Under New Management? The $1 Trillion F-35 Is Overdue for a Change

REUTERS/U.S. Navy/Chief Mass Communication Specialist Willam Tonacchio/Handout via Reuters

The U.S. may be stuck with the $1 trillion F-35 Joint Strike Fighter, but that doesn’t mean the most expensive weapon in the country’s history will keep doing business as usual over the warplane’s decades-long lifetime.

The Senate Armed Services Committee on Thursday unveiled legislation that would shutter the next-generation aircraft’s joint program office, the clearinghouse responsible for overseeing the nearly $400 billion effort for the Air Force, Navy and Marine Corps.

Related: F-35 Nears Production, but It’s Still Having Trouble Booting Up

The provision, tucked into the panel’s $602 billion defense authorization bill, would eliminate the F-35 office once the fighter jet enters “full rate” production in 2019. Responsibility for the program would be kicked over to the three military services.

“Despite aspirations for a joint aircraft, the F-35A, F-35B, and F-35C are essentially three distinct aircraft, with significantly different missions and capability requirements,” according to a summary of the mammoth bill, which sets policies and spending levels for all Defense Department programs and efforts. “Devolving this program to the services will help ensure the proper alignment of responsibility and accountability the F-35 program needs and has too often lacked.”

Armed Services chairman John McCain (R-AZ) has been one of the F-35’s chief critics for years.

Last month he said the program “has been both a scandal and a tragedy with respect to cost, schedule and performance."

Related: Top Gun?
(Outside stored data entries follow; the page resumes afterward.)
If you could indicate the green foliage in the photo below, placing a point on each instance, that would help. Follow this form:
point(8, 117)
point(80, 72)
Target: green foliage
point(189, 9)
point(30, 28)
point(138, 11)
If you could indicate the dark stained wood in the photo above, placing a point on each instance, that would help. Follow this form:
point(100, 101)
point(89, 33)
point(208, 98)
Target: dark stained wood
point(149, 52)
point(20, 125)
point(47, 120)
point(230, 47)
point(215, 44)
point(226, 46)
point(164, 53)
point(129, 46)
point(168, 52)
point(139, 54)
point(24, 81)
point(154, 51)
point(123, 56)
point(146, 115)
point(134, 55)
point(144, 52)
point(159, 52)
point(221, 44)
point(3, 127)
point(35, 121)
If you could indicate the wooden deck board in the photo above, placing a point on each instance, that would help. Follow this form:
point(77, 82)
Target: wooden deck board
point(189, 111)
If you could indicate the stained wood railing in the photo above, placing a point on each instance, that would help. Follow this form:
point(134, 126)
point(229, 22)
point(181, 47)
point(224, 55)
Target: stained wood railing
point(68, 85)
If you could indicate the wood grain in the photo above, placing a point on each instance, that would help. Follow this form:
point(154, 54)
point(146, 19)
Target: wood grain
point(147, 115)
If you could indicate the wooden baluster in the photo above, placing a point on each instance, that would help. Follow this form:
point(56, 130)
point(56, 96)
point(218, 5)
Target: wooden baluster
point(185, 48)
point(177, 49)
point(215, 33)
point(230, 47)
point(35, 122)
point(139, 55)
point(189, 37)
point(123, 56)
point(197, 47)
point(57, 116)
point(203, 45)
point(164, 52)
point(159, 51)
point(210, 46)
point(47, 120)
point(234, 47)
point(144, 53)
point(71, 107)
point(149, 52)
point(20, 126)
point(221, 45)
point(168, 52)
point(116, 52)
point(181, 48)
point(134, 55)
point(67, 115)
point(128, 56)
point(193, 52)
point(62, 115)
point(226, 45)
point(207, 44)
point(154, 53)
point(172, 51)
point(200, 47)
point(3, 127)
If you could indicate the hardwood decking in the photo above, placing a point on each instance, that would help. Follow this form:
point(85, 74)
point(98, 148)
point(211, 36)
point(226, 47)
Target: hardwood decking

The A-10 and the F-35 Will Finally Face Off

The proposed bill, which the committee approved in a 23-3 vote, also extends a prohibition that would keep the Air Force from retiring the A-10 Thunderbolt II attack jet until the F-35 completes a required testing period and a comparison test where the two will face-off to determine which platform best carries out close-air-support.

The House version of the policy roadmap contained a similar provision, meaning the caveat will likely make it into the final, conferenced version of the bill.

If the proposal to break up the joint program office makes it into the final legislation, and is signed into law by President Obama, it would likely signal the death knell for U.S. attempts at a shared fighter jet effort.

Related: Why the US Should Stop Building Joint Fighters

Last month Air Force Lt. Gen. Christopher Bogdan, the chief of the F-35 hub that could be on the chopping block, suggested the U.S. might want to avoid a joint venture as it considers starting a sixth-generation fighter program.

“I’m not saying they’re bad. I’m not saying they’re good. I’m just saying they’re hard,” he said. “You ought to think really hard about what you really need out of the sixth-generation fighter and how much overlap is there between what the Navy and the Air Force really need.”